Austin, the birthplace of natural food behemoth Whole Foods, is leading the way in eco-friendly grocery shopping again with the opening of in.gredients, the first zero-waste, packaging-free grocery store in the nation.
Tentatively scheduled to open this fall, in.gredients will allow customers to buy as much or as little grocery and house products as they need as everything in the store is offered in bulk. Shoppers are also encouraged to bring their own containers to carry their goods; however, compostable containers are offered by the store if necessary. Empty containers are weighed first, filled, then weighed again at the cashiers before paying.
The concept of package-free coincides with the founding pillar of the Slow Food movement, which believes people should buy local produce from regional farmers and leave as little impact on the environment as possible. It isn’t necessarily a new concept; in fact it’s so old and removed from our culture that people seem to have forgotten that commerce used to be conducted this way — with people determining how much they need of something and buying it directly from a supplier.
However, Austin, which is rated 10th in the “Top 10 green cities” by Mother Nature Network, is trying to change the way citizens think about how the world runs and the impact our habits have on the environment.
In 2007, the Austin City Council passed a resolution that directed the city to begin taking action toward becoming a carbon neutral city by 2020. However, one of the key components to this plan rests outside the city’s reach — citizen participation. That’s where in.gredients steps in and makes environmentally conscious consuming easy and accessible.
The founders of Brothers Lane, LLC, which consists of brothers and UT business alumni Christian, Patrick and Joseph Lane, are the men behind the concept for in.gredients.
Originally, it was supposed to be a store that offered beer and wine in bulk.
“We’re entrepreneurs by nature and we’re constantly looking for ways to create more sustainable habits,” said Christian Lane, co-founder of in.gredients and Brothers Lane. “The more we looked into the bulk alcohol concept, we realized that we could do this, but include everything, not just alcohol.”
In.gredients sells the same produce and products — grains, meat, fruits and vegetables and cleaning products — as larger chain grocery stories such as H-E-B or Whole Foods. However, they are not expecting to compete with these chains, Lane said.
Rather than open next to a major chain grocer for competition, the store targets areas known as food deserts, where healthy, affordable food is hard to come by; it plans to open in East Austin, which has more taquerias per square mile than grocery stores.

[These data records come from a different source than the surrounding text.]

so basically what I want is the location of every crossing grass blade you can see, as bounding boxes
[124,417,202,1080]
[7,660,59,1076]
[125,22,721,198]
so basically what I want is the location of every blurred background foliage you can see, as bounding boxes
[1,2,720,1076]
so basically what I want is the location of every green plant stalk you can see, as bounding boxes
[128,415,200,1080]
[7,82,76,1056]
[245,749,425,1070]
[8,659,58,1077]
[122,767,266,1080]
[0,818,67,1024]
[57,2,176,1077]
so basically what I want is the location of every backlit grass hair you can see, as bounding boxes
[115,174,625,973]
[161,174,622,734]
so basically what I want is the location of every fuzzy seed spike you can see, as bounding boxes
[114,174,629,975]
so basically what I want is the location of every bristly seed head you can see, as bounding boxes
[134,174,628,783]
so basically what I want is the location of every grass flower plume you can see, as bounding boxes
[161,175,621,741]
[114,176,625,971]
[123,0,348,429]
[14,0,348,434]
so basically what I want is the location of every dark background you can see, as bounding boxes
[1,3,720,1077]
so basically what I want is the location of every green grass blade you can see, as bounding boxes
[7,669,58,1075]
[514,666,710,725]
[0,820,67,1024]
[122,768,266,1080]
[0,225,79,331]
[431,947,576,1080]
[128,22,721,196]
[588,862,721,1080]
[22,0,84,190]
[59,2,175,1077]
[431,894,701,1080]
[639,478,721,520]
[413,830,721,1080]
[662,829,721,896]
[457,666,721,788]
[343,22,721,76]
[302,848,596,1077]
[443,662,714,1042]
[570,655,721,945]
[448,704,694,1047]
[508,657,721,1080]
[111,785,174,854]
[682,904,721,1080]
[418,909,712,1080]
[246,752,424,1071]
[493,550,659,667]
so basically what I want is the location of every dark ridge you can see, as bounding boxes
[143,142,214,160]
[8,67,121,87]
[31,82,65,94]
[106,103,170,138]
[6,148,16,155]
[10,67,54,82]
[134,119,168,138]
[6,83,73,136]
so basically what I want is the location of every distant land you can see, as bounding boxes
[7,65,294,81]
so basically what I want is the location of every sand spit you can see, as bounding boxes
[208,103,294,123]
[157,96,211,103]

“We want to bring back the neighborhood grocer and get into areas where good food is missing,” Lane said. “There are convenient stores filled with junk food, but not neighborhood grocery stores with good quality food.”
Along with his mission for it to be a neighborhood store, Lane said he hopes to build a sense of community through in.gredients by funding $15,000 of the store through crowd funding, which consists of donations from various people that are interested in a certain project or idea.
“Our business is throwing in a good chunk of money as well as some investors, but the crowd funding component gives us a sense of community ownership,” Lane said. “The things we’re going to fund with that money are the demonstration garden, rainwater harvesting and those kinds of things.”
The second and perhaps main goal of in.gredients is to become a zero-waste business by prioritizing the axiom “reduce, reuse, recycle” and integrating it as the foundation of their business model.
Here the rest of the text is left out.